Thursday, February 18, 2016

Inside the FBI's encryption battle with Apple

Inside the FBI's encryption battle with Apple | Technology | The Guardian - Danny Yadron, Spencer Ackerman and Sam Thielman:

February 18, 2016 -"Two weeks ago, the FBI called Apple’s headquarters in Cupertino, California, with a jarring message: the agency wanted Apple to help them hack an iPhone. Apple refused.... 16 February ... a federal magistrate ordered Apple to help the FBI unlock a single iPhone – the phone belonging to one of the killers in the December mass shooting in San Bernardino, California. Apple again refused.

"But this carefully planned legal battle has been months in the making, ... as the government and Apple try to settle whether national security can dictate how Silicon Valley writes computer code....

"On 2 December a husband and wife opened fire on a local government office building in southern California.... One of the suspects, Syed Farook, had worked for the county, which meant the government owned his iPhone 5C. With a search warrant, Apple provided the FBI data from weekly backups Farook made with Apple’s iCloud service. But those backups stopped on 19 October, according to a federal search warrant request.

"FBI investigators believed there was more data about Farook’s motives in the phone but couldn’t get to it without unlocking the device. The phone’s contents were encrypted and Apple didn’t have the four-digit passcode. Modern iPhones also have an optional feature that will erase all data on the phone with 10 incorrect passcode entries. FBI agents weren’t willing to take the risk....

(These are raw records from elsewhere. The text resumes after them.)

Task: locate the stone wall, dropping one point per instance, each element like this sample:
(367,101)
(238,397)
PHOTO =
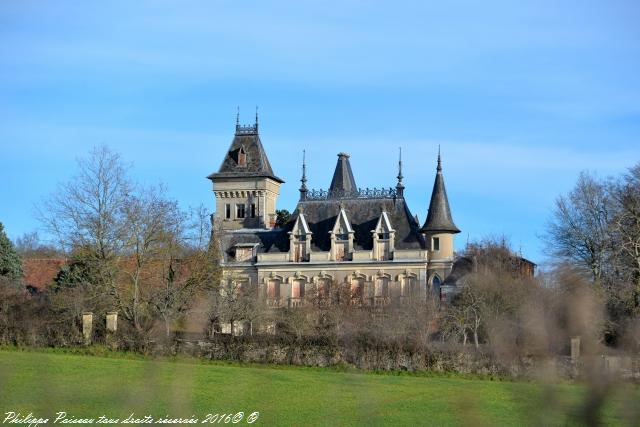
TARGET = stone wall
(390,357)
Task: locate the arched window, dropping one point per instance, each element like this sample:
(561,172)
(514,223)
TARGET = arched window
(242,157)
(297,290)
(357,286)
(273,289)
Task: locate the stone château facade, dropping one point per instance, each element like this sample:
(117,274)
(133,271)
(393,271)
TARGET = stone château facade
(367,239)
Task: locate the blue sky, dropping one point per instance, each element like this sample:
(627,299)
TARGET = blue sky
(521,96)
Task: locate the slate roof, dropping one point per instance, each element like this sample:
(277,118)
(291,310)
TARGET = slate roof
(439,216)
(343,181)
(321,215)
(363,214)
(257,162)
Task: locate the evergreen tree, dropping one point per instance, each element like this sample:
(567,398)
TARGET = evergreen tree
(10,261)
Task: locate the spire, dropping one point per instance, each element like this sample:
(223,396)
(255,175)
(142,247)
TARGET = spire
(439,215)
(303,187)
(256,118)
(246,156)
(400,185)
(343,184)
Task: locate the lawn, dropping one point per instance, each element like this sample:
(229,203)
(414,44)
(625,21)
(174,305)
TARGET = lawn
(44,383)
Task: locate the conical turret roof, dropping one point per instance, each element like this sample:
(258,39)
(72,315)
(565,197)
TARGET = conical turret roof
(439,216)
(246,156)
(343,183)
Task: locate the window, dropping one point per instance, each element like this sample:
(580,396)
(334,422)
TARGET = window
(242,157)
(356,288)
(436,282)
(240,210)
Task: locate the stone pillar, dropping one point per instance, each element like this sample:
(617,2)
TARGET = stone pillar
(575,348)
(112,322)
(87,326)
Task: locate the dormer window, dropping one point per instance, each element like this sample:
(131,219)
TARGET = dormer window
(383,238)
(436,243)
(240,211)
(341,238)
(300,240)
(242,157)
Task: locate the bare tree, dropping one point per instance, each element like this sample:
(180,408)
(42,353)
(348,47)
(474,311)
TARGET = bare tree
(579,229)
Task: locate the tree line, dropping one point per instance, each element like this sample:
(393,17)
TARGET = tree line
(130,248)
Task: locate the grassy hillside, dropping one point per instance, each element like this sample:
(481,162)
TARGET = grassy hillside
(90,386)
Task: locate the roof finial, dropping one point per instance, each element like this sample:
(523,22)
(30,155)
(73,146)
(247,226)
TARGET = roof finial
(303,187)
(256,118)
(400,185)
(400,166)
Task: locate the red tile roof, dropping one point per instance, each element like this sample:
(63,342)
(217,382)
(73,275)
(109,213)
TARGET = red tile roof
(39,272)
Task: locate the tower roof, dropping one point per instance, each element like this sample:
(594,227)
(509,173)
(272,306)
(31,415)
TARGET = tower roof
(246,156)
(343,183)
(439,216)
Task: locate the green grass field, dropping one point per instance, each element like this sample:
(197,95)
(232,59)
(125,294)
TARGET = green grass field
(89,386)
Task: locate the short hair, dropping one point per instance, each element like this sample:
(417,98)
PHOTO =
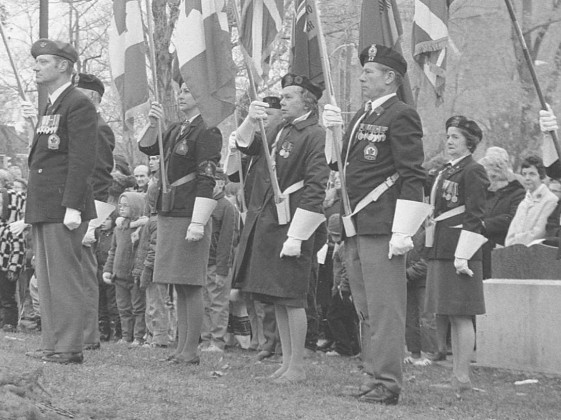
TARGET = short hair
(535,161)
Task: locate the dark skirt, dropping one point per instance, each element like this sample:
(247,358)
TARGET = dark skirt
(177,260)
(451,294)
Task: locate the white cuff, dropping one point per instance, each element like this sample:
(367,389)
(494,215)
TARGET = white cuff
(202,210)
(468,244)
(304,224)
(409,215)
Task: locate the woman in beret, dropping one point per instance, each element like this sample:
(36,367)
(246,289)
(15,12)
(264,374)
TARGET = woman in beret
(454,279)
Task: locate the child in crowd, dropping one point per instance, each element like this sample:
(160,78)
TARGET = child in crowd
(157,319)
(109,321)
(12,256)
(118,270)
(341,315)
(420,327)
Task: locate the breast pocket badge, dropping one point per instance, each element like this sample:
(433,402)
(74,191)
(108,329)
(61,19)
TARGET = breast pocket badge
(370,152)
(53,142)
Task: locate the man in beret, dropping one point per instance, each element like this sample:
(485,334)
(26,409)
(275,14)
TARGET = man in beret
(101,181)
(60,200)
(382,152)
(275,255)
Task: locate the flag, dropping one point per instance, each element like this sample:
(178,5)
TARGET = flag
(380,23)
(305,59)
(261,21)
(430,37)
(204,53)
(127,58)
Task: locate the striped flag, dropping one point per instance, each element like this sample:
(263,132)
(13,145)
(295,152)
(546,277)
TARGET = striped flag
(380,23)
(127,58)
(430,37)
(204,53)
(305,59)
(261,21)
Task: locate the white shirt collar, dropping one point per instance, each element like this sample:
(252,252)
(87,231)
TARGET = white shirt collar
(380,101)
(54,96)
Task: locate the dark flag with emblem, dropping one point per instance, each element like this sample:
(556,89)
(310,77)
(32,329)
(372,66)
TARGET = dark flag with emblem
(127,57)
(430,37)
(380,24)
(305,58)
(204,53)
(261,21)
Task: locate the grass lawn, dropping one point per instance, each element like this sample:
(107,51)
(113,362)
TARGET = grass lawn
(121,383)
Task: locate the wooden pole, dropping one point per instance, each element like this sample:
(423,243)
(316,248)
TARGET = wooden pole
(164,175)
(530,64)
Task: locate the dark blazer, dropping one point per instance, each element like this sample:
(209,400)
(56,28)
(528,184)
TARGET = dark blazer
(102,179)
(201,155)
(500,209)
(370,163)
(60,177)
(258,267)
(466,181)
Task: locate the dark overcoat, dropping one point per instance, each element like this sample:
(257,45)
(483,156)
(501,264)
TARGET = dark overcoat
(196,150)
(371,160)
(258,266)
(465,183)
(59,176)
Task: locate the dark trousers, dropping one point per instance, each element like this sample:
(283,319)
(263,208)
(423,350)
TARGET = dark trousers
(343,324)
(8,304)
(312,316)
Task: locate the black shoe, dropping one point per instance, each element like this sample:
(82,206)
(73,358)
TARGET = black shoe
(64,358)
(39,354)
(380,395)
(95,346)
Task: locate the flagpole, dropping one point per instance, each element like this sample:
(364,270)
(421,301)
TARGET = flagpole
(530,64)
(21,91)
(152,55)
(253,96)
(332,134)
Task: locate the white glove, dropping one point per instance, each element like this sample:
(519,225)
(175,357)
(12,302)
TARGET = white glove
(17,227)
(548,121)
(107,278)
(331,116)
(89,237)
(156,113)
(195,232)
(400,244)
(232,145)
(257,111)
(72,218)
(291,248)
(461,267)
(28,110)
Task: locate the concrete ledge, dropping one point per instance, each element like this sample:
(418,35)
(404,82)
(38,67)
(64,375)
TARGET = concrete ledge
(522,327)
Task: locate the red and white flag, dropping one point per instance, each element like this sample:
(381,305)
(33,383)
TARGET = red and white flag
(127,58)
(305,58)
(430,37)
(204,52)
(261,21)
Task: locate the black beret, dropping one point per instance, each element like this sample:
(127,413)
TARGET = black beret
(290,79)
(376,53)
(273,101)
(462,122)
(58,48)
(90,82)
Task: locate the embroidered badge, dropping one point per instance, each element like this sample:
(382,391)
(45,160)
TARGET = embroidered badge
(286,149)
(370,152)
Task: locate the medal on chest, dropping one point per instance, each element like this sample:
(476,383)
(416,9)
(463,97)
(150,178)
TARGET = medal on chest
(286,149)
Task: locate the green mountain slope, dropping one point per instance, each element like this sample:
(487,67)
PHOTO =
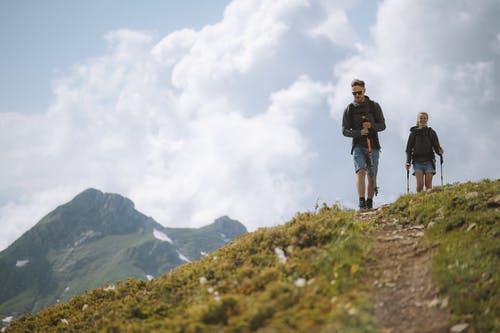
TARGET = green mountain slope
(308,275)
(96,239)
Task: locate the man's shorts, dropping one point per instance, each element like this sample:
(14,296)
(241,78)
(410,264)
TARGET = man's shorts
(424,167)
(362,160)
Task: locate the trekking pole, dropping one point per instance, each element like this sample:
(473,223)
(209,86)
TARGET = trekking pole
(372,166)
(370,157)
(407,181)
(441,163)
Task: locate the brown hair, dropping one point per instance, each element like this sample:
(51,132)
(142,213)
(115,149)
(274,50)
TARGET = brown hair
(358,82)
(418,116)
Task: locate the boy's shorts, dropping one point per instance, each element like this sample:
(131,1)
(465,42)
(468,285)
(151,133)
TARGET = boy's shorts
(424,167)
(362,160)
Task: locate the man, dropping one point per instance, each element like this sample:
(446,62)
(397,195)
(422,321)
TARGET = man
(362,120)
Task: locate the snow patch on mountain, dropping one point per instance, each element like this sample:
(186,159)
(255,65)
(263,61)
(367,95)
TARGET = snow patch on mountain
(224,237)
(183,257)
(22,263)
(86,236)
(8,319)
(161,236)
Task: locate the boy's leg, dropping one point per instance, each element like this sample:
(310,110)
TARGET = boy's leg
(360,182)
(428,180)
(419,176)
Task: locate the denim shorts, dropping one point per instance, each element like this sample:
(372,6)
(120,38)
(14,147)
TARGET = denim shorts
(424,167)
(362,160)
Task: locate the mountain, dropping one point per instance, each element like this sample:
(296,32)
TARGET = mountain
(96,239)
(430,259)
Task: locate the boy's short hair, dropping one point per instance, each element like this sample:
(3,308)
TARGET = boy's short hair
(358,82)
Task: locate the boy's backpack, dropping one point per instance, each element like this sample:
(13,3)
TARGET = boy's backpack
(423,143)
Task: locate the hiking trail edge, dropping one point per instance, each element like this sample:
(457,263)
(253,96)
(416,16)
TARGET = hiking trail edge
(399,279)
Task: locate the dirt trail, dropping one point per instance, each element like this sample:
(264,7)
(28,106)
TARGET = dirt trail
(400,280)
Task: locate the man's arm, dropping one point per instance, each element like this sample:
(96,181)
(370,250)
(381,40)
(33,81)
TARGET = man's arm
(379,124)
(347,129)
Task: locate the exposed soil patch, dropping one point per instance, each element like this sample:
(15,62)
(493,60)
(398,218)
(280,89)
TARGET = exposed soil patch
(405,299)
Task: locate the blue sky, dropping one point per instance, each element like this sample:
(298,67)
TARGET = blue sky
(200,109)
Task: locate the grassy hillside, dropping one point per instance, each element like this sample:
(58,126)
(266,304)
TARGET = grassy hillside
(306,275)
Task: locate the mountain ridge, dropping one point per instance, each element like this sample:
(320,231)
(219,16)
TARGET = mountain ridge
(96,238)
(310,274)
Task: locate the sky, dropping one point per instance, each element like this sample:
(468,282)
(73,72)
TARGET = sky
(197,109)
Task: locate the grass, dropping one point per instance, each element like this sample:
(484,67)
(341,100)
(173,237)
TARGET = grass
(463,223)
(304,276)
(243,287)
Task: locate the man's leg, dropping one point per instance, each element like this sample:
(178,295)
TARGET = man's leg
(360,182)
(419,176)
(360,185)
(428,180)
(371,187)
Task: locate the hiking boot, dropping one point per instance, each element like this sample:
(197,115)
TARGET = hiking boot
(369,203)
(362,204)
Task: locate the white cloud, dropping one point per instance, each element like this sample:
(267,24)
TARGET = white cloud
(243,117)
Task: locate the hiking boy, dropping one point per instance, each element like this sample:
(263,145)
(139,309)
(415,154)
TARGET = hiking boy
(422,143)
(362,120)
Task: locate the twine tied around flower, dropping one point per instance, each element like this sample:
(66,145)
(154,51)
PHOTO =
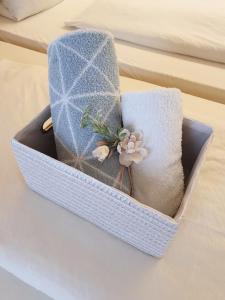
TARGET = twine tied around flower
(128,144)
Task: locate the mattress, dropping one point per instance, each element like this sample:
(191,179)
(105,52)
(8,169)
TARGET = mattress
(67,258)
(194,76)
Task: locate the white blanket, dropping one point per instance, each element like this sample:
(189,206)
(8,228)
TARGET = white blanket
(68,258)
(18,10)
(195,28)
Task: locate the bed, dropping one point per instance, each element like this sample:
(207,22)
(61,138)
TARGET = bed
(44,246)
(194,76)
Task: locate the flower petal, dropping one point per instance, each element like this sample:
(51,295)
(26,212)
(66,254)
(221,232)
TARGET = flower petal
(143,152)
(124,160)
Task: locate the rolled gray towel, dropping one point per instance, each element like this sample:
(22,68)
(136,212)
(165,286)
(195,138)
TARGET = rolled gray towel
(83,73)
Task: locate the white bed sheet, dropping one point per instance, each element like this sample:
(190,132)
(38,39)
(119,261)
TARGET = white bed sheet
(68,258)
(194,28)
(191,75)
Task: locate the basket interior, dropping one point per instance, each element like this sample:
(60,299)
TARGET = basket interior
(195,135)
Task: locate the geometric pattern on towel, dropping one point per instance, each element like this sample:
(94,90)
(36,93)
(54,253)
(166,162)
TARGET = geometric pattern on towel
(83,72)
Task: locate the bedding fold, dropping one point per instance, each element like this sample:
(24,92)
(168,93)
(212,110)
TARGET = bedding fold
(19,10)
(193,28)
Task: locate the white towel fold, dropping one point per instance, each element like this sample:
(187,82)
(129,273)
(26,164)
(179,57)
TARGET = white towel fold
(158,180)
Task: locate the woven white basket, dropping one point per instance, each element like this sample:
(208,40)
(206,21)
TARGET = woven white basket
(121,215)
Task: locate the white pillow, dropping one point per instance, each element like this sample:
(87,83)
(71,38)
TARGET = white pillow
(21,9)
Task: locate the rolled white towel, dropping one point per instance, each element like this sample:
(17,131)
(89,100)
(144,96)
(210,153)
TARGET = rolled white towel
(158,180)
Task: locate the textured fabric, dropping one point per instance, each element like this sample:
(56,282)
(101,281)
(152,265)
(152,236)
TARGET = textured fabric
(18,10)
(69,258)
(185,27)
(83,73)
(158,179)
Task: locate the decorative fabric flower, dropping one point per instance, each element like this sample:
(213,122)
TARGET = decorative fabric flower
(131,148)
(128,144)
(101,153)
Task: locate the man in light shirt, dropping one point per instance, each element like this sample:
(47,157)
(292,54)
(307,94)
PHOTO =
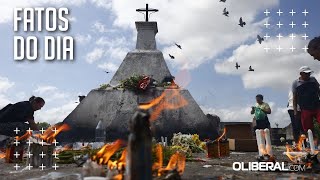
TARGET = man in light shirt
(295,120)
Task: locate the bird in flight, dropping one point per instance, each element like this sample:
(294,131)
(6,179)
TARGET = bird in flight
(225,12)
(179,46)
(237,65)
(260,39)
(250,68)
(241,22)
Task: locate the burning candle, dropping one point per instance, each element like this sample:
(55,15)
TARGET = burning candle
(268,141)
(258,136)
(310,136)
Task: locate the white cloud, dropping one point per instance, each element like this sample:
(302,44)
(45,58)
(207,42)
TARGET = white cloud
(6,7)
(242,114)
(198,26)
(83,39)
(273,69)
(94,55)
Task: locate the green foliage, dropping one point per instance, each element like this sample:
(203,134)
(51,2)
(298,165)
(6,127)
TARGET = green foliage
(43,125)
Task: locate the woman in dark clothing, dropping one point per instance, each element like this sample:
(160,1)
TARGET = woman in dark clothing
(20,115)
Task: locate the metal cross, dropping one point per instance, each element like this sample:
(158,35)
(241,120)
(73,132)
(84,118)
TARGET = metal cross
(305,12)
(29,142)
(55,142)
(292,48)
(42,154)
(16,130)
(267,49)
(292,12)
(16,154)
(267,12)
(305,24)
(305,48)
(147,10)
(279,36)
(266,36)
(29,167)
(292,36)
(279,48)
(30,131)
(29,154)
(279,12)
(305,36)
(292,24)
(16,142)
(55,155)
(16,167)
(42,130)
(55,166)
(279,24)
(42,167)
(267,24)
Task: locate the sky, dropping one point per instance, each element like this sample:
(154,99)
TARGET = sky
(104,31)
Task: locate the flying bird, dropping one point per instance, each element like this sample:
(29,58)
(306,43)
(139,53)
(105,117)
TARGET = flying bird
(172,57)
(241,22)
(225,12)
(237,65)
(260,39)
(179,46)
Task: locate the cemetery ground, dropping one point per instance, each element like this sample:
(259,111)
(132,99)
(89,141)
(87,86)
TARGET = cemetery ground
(200,167)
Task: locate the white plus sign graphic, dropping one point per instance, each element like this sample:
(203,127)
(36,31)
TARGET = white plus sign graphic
(279,24)
(305,36)
(29,142)
(16,142)
(305,24)
(55,155)
(279,12)
(42,154)
(16,167)
(279,36)
(279,48)
(267,49)
(29,131)
(29,167)
(16,154)
(292,24)
(55,166)
(267,12)
(266,36)
(305,48)
(292,36)
(42,166)
(292,48)
(305,12)
(29,154)
(55,142)
(267,24)
(42,130)
(292,12)
(16,130)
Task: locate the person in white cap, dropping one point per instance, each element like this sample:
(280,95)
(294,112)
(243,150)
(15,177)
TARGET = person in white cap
(306,93)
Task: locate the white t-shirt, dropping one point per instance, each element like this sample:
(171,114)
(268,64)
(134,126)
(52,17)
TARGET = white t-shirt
(290,102)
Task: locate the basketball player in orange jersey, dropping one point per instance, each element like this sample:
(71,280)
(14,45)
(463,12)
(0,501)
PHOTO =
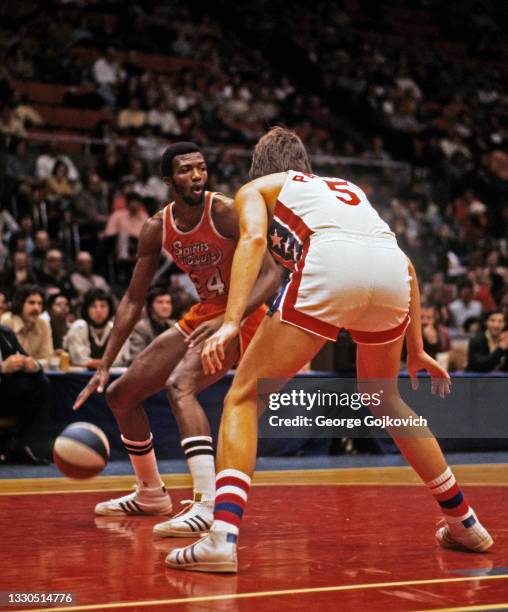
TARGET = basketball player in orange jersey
(199,230)
(346,271)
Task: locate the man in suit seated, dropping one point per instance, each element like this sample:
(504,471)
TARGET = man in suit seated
(25,396)
(488,351)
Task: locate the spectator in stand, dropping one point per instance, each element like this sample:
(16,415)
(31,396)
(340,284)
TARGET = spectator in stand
(159,308)
(46,161)
(42,244)
(108,74)
(435,336)
(472,326)
(126,187)
(481,286)
(25,395)
(58,184)
(4,307)
(488,351)
(23,111)
(57,314)
(87,337)
(32,331)
(54,274)
(19,165)
(10,125)
(18,272)
(83,279)
(465,306)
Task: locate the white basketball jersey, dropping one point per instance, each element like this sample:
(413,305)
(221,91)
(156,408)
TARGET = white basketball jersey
(309,204)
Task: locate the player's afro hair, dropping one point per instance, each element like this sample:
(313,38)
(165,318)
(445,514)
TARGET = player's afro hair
(178,148)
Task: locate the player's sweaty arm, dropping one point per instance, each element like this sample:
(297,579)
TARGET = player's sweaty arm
(249,253)
(417,358)
(131,305)
(414,339)
(266,285)
(251,203)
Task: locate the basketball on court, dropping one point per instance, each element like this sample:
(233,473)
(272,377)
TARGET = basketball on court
(81,451)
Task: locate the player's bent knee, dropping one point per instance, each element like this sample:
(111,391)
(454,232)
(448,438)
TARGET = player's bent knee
(116,398)
(177,390)
(241,396)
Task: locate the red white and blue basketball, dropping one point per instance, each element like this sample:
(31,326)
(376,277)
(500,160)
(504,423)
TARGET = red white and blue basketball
(81,451)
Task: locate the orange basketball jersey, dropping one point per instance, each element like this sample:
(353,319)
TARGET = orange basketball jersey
(202,253)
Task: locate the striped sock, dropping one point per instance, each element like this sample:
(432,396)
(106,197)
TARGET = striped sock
(143,461)
(232,491)
(199,454)
(451,499)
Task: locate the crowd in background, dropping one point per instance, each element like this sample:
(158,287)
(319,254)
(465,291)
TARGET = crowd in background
(354,88)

"In the 16 February court order, Apple was told to build software that, when combined with the unique identification number, would allow the FBI to guess Farook’s password as many times as it wanted. The court also ordered Apple to disable a feature that added a delay after multiple incorrect passcode entries. And since a four-digit passcode has only about 10,000 possible combinations, a powerful computer could plow through guesses fairly quickly, a technology executive said.

 "US officials on Wednesday stressed that their request for Apple is only limited to Farook’s phone. 'The judge’s order and our request in this case do not require Apple to redesign its products, to disable encryption or to open content on the phone,' the Justice Department said in a statement on 17 February.

"But Apple said that it would be impossible to limit the technology to this case. Once Apple built such an investigative tool, any iPhone’s security system – even the most modern ones – could be weakened by it, an Apple executive said.... Additionally, Apple’s lawyers are concerned that if a judge validates the FBI’s use of the All Writs Act in this case, it will give the government sweeping authority to dictate how Silicon Valley builds products in the future....

"To Justice Department officials, San Bernardino is a long-awaited test case. In October 2014, the FBI’s James Comey first told a Washington audience that encryption on mobile devices effectively left law enforcement 'dark' to emerging threats. Ever since, officials believed it was only a matter of time until they came upon a case like the San Bernardino shootings: a device from a terrorist whose lock screen they couldn’t bypass by guesswork to get at the data held on the phone, and not in Apple’s iCloud....

"Senior law enforcement officials were briefed on the decision to go after Apple in such a high-profile way, sources said. The FBI also appears to have been preparing its press strategy for the search warrant for weeks."